Whether a county ordinance prohibiting smoking in most enclosed areas open to the public was valid.

Supreme Court of Kentucky
Decided: May 4, 2004

Issue

Whether a county ordinance prohibiting smoking in most enclosed areas open to the public was valid.

Overview

The County Council in Lexington-Fayette, Kentucky enacted a local ordinance prohibiting smoking in most retail buildings. The Food and Beverage Association, a nonprofit corporation whose members consisted largely of food and beverage sellers in Fayette County, claimed that state law preempted the ordinance and that parts of the ordinance were overly broad, unconstitutionally vague, and violated business owners’ rights to transact business. The trial court, on cross-motions for summary judgment, upheld the ordinance.  The case then bypassed the Kentucky Court of Appeals and was appealed directly to the Kentucky Supreme Court.

Amicus Brief PDF, 508 Kb

On January 23, 2004, the Tobacco Control Legal Consortium filed an amicus brief, arguing that state law did not preempt the smoke-free ordinance and that regulating smoking is within a local government’s police power to protect the public’s safety and health.

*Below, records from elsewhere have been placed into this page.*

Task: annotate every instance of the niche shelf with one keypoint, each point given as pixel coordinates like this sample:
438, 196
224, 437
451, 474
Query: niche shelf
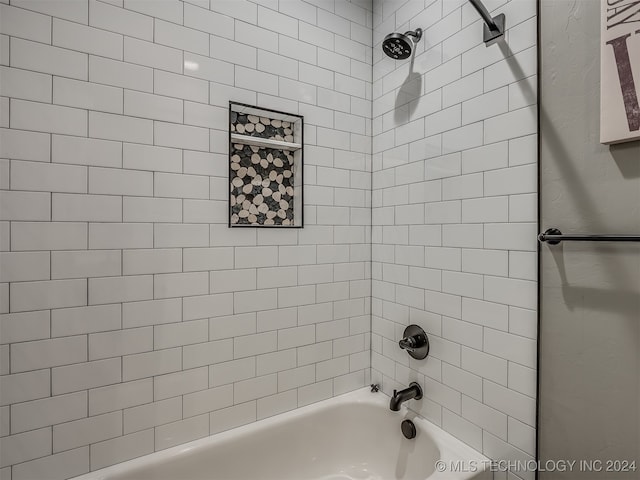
265, 167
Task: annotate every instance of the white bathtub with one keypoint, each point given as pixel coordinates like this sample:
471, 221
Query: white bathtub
353, 436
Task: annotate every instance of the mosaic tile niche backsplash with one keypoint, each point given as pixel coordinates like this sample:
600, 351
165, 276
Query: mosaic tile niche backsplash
263, 187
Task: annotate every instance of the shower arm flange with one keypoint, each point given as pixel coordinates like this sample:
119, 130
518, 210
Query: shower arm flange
416, 34
494, 26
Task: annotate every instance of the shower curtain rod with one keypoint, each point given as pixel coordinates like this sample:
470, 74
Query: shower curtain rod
554, 236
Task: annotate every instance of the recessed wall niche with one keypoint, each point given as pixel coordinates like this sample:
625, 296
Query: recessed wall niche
265, 167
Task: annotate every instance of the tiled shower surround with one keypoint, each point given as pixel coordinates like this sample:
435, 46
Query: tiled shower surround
133, 319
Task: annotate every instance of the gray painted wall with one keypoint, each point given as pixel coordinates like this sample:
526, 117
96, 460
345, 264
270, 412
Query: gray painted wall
590, 293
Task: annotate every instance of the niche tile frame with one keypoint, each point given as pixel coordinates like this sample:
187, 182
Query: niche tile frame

We argued that the state legislature neither expressly nor impliedly preempted local governments from passing smoke-free ordinances, since state statutes do not address the issue of second-hand smoke.

Outcome

On May 4, 2004, the Kentucky Supreme Court held that the ordinance prohibiting the use of tobacco products in public places did not conflict with state law that the legislature neither expressly nor impliedly intended to preempt the local ordinance, and that it was within the County’s police power to enact the ordinance. The court also held that despite the term “smoking paraphernalia” being unconstitutionally vague, the ordinance could go into effect.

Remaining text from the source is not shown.